At this point there are few fields that haven't been transformed, somehow, by digital technologies. Whether it's dairy production or ramen-making, innovations in production and analysis have shaken, and then stirred, almost every business imaginable.
One of the exceptions to this, however, has been bartending. Despite all the productive chaos that's going on in the world at large, walk into a bar, and you'll likely have an experience that is fairly similar to the one you might have had in 1989. Or 1889. Glass, ice, booze; drink, rinse, repeat.
That's changing, though -- or it could be, if a collaboration among engineers and marketers gets its way. Researchers at MIT's Senseable City Lab have teamed up with the Coca-Cola Company and Bacardi Rums to design a robotic bartending system called, yep, the Makr Shakr. Connected to customers' smartphones, and complete with three different robotic arms, the bar is capable, Mark Shakr says, of preparing approximately one googol (10 to the power of 100) of crowd-sourced drink combinations. The device is "new mixology system" that allows users to create personalized cocktail recipes in real time through a smartphone app.
Here's how it works:
Users download an app on their handheld devices and mix ingredients as virtual barmen. They can gain inspiration by viewing other users' recipes and comments before sending in their drink of choice. The cocktail is then crafted by three robotic arms, whose movements reproduce every action of a barman - from the shaking of a Martini to the muddling of a Mojito, and even the thin slicing of a lemon garnish.
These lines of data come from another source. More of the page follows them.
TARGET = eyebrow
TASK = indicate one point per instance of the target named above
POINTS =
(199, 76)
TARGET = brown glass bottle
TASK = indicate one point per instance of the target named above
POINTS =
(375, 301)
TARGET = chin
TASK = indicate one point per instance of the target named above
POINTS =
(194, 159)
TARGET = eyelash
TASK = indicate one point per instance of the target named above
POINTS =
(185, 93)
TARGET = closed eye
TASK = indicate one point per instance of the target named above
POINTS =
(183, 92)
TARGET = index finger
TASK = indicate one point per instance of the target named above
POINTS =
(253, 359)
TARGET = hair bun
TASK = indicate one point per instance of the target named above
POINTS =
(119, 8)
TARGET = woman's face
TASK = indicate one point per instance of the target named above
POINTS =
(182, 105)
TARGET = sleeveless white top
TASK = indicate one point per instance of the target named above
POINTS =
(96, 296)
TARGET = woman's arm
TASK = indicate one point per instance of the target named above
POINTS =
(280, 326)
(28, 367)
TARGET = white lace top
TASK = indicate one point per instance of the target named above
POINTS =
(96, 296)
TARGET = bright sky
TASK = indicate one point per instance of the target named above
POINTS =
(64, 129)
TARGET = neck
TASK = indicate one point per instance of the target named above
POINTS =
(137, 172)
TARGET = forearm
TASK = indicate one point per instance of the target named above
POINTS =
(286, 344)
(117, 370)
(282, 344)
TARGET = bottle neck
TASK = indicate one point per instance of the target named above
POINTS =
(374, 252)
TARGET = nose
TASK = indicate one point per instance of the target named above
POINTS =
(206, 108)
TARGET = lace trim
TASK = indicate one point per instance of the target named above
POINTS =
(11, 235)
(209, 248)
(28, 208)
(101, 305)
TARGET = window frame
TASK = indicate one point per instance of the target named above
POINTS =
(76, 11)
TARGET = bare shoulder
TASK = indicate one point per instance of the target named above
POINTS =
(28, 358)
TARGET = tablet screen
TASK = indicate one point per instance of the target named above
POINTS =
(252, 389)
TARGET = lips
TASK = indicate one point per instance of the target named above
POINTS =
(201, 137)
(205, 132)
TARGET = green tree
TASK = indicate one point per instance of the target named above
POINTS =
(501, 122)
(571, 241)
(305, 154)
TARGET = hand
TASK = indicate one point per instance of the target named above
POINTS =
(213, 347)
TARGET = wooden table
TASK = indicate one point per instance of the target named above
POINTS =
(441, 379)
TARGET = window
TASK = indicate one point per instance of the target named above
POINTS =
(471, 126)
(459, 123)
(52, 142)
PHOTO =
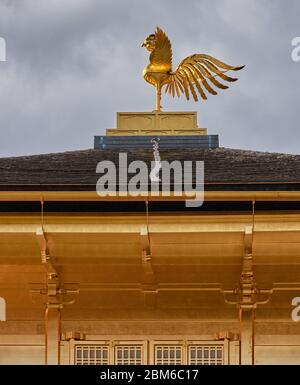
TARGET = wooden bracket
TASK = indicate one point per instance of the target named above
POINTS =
(148, 285)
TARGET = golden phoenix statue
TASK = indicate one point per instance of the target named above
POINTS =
(191, 74)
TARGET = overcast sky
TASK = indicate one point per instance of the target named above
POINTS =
(72, 64)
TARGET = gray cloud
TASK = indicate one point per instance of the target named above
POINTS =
(71, 64)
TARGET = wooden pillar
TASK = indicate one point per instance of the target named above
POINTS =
(52, 334)
(246, 318)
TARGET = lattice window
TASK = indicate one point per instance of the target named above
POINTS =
(168, 355)
(128, 355)
(91, 355)
(205, 355)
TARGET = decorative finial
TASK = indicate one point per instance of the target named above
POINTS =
(192, 73)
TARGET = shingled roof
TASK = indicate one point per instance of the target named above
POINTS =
(76, 170)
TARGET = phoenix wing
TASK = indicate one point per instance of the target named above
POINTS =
(195, 72)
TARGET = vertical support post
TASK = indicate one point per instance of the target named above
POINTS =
(52, 335)
(246, 318)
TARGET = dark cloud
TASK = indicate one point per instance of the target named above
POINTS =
(71, 64)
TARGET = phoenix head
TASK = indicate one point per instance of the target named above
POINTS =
(150, 42)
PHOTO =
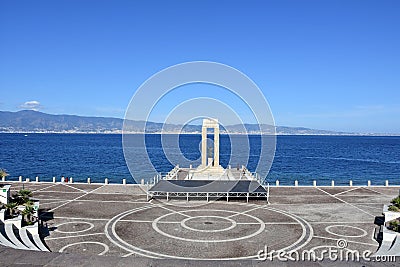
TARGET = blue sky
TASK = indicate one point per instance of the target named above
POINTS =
(322, 64)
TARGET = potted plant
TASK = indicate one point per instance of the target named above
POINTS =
(3, 174)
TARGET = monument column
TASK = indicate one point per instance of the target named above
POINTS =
(204, 146)
(216, 146)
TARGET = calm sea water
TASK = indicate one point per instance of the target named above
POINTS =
(302, 158)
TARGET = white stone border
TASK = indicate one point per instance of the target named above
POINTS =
(73, 232)
(260, 229)
(348, 226)
(106, 248)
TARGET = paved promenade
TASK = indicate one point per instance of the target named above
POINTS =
(116, 220)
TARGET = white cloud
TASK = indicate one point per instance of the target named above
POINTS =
(31, 105)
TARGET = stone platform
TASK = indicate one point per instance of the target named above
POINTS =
(116, 220)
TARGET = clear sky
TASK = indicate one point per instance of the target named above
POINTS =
(321, 64)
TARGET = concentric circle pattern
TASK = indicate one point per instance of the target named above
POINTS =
(185, 231)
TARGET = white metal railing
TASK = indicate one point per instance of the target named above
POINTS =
(173, 174)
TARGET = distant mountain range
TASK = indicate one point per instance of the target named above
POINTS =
(28, 121)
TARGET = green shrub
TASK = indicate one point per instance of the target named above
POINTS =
(393, 208)
(396, 201)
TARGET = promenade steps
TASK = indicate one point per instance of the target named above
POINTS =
(390, 245)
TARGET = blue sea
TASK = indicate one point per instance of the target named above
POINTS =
(302, 158)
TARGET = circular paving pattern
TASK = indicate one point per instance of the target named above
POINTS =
(73, 227)
(223, 231)
(345, 231)
(82, 247)
(208, 223)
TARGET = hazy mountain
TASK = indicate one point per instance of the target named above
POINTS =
(34, 121)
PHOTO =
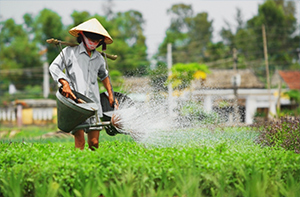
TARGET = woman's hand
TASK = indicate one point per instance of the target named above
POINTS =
(113, 103)
(66, 90)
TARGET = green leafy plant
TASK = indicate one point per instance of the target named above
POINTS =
(284, 133)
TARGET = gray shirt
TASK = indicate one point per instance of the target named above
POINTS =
(83, 70)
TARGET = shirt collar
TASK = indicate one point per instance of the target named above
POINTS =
(83, 50)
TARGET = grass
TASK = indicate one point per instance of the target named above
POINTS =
(223, 162)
Before you start feeling sorry for Sam Malone or Colin Field, though, you should know that Makr Shakr says it has no plans to replace human bartenders with its robotic versions. As the creators see it, the robo-Malones aren't so much supplanting traditional bartenders as supplementing them. "Instead of trying to replace a bartender with a robot, Makr Shakr aims to be a social experiment that looks at how people might embrace the new possibilities offered by digital manufacturing," the company puts it. "In Makr Shakr, social connections are woven throughout the co-creation and mixing of ingredients, which are then fed back to the user through the app. With this new technology, consumers can learn from each other, sharing connections, recipes, and photos on social networks."
Makr Shakr will be introduced, formally, at the Google I/O developer conference in San Francisco this Wednesday. At which point our robot overlords will officially be serving us drinks. So ... yeah. Remember to tip your bartender robot.